SAFE started in 1984 in response to a nationwide program called Project Graduation that sought to combat teen fatalities that were occurring on the night following graduation, Coreen Melcher said.
Melcher was among the parents who helped inaugurate the all-night party for Sweet Home High School graduates.
Statistics at the time showed that more teens were killed on prom night and graduation night than any other night of the year.
“Some of us went to a meeting in Salem, and we all got excited about it,” Melcher said. They started organizing the first event in late March and managed to raise $1,400 to get things rolling.
Similar annual all-night parties continue throughout the United States under the moniker Project Graduation, offering graduating seniors an all-night party alternative to party-hopping, keeping them off the roads and preventing them from becoming an accident statistic.
“The purpose is to provide them with a safe place to celebrate after graduation,” said Alice Burnett, committee secretary for the 2009 SAFE party. “Our motto this year is ‘Keep it a night of triumph instead of tragedy.'”
Parents decorate the halls of Sweet Home High School and provide activities and prizes for the graduates using volunteers and donations.
It seems to have worked, Melcher said. It is popular with many students.
“Back in the day, we had three or four kids who didn’t attend,” Melcher said, adding that Sweet Home’s was probably one of the most successful statewide.
“We incorporated and just started working,” she said. When they started, she and Glenda Melcher made decorations in their basements. The first one included midnight bowling, an Elks breakfast, swimming, volleyball and dancing.
Melcher said that Carol Hagle and Wende Jordan were particularly instrumental the first year.
“Each year, it’s grown. Now it’s just a given,” Melcher said. “It’s great that it’s continued on. Who knows what it’s prevented over the years.”
The trick is to make sure it’s fun and attractive to students, she said.

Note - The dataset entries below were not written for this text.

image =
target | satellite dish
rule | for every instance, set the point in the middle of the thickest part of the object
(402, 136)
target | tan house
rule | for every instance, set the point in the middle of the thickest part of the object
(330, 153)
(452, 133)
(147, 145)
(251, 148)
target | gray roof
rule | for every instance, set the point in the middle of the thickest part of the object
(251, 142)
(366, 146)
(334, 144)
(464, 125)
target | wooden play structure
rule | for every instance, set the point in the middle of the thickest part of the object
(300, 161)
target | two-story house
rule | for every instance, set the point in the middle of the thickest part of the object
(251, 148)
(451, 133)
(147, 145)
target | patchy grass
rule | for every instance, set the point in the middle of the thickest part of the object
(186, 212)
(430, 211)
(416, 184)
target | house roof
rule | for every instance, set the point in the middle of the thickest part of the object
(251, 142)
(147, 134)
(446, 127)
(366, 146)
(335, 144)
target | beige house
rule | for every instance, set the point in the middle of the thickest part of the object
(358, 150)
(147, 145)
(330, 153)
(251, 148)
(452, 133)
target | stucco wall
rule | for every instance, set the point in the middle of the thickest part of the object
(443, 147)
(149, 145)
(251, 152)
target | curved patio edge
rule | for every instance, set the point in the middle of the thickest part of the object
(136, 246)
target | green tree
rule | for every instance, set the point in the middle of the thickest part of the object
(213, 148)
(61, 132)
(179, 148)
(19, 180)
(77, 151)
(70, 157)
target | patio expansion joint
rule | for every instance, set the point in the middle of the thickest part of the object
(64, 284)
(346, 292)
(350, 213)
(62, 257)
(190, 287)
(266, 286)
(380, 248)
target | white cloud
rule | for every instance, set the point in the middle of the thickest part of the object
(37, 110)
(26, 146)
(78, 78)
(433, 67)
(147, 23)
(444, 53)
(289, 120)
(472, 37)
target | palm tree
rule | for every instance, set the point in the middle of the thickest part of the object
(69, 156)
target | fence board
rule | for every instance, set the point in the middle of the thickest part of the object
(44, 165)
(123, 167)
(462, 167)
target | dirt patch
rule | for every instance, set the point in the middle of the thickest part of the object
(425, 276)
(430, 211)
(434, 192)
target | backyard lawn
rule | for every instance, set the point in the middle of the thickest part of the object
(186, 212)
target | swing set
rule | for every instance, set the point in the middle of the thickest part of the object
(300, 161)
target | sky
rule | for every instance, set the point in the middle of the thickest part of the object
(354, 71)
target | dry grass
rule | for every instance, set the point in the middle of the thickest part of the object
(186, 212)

That means a variety of activities, and it’s also a last chance for the graduating class to get together before moving on into adult life and college.
The SAFE party raises some $20,000 per year to purchase entertainment, buy prizes and give cash to graduates.
That figure goes up and down from year to year, Burnett said. This year the donations were on the down side.
“They’re really not bad,” she said. “For the economy, it’s been really good.”
The SAFE committee ran a variety of fund-raising events throughout the year.
“The money is used to provide the entertainment at the party,” Burnett said. SAFE contracts with a company to provide entertainment pieces. “Everyone that comes and stays the whole night will get cash at the end of the night.”